高母也开始抹泪:“要不咱们去陈家试一试?看在孩子的份上,兴许他们愿意收留你。不过,人家也是有底线的,你得诚心诚意认错道歉,并且保证以后再也不干这种事……”
“陈大满定亲了。”高盼盼声音艰涩。
高母叹气:“陈家一飞冲天,多半不会接纳你。不知福哥儿的脸面行不行。”
高盼盼听到前婆婆那番威胁的话,她也怕双亲知道她这些日子的经历,不愿意让双清和前婆婆当面对质,苦笑道:“不行的,刚才我去过一趟,大满的娘说话很难听,还扬言我若是继续纠缠大满,她就会在外头说我被赵文书带到了花楼一起接客……”
“这怎么可能?”高母失声问,“她这样胡说,福哥儿的名声也会受影响,她竟不为孩子的名声考虑?”
高盼盼垂下眼眸:“说白了就是不要我继续做陈家的媳妇,又不希望陈大满的婚事因我而受影响所以才这般威胁于我。我若怕孩子被人笑话,被她这般威胁后,自然就不会想回陈家了。”
高家夫妻一想也对。
高父也想让女儿回陈家,听说前亲家母不愿意,一挥手道:“两日之内嫁出去,你若还认我们,就嫁到郊外那些村子里,苦是苦一点,日子还能过。若你不想认我们,自己收拾了行囊离开城中,我懒得管你去哪儿,就当你死了。”
高盼盼在花楼里遭受了那一番蹂躏,即便心里不愿,也要强颜欢笑的和各种男人周旋,婉转承欢在男人身下,如今想到男人她就恶心,尤其是那种出身不好浑身黝黑长相又丑的,她多看一眼都嫌烦。
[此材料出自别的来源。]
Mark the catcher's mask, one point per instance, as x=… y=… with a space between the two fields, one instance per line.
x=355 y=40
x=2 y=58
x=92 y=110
可郊外村子里庄户人家出身的年轻男人都是那些模样,找不出几个好看的。
她生过孩子,又和赵文书跑过一回,如今去相看,怕是只有鳏夫可选。
一想到这些,高盼盼心里就万分抵触,她哭着道:“爹!你是我亲爹呀,能不能不要逼我?”
“你有这下场都是你自找的。”高父厉声道:“不愿意嫁出去,你就滚出去。”
高盼盼:“……”
*
高母对女儿满心恨铁不成钢,但也不希望女儿嫁到郊外去吃苦,可她说服不了家里的男人,于是又跑到内城找陈大满。
看到陈大满管着的那间点心铺子,她心里特别酸。如果这还是自家女婿,她都不敢想象自己会有多欢喜。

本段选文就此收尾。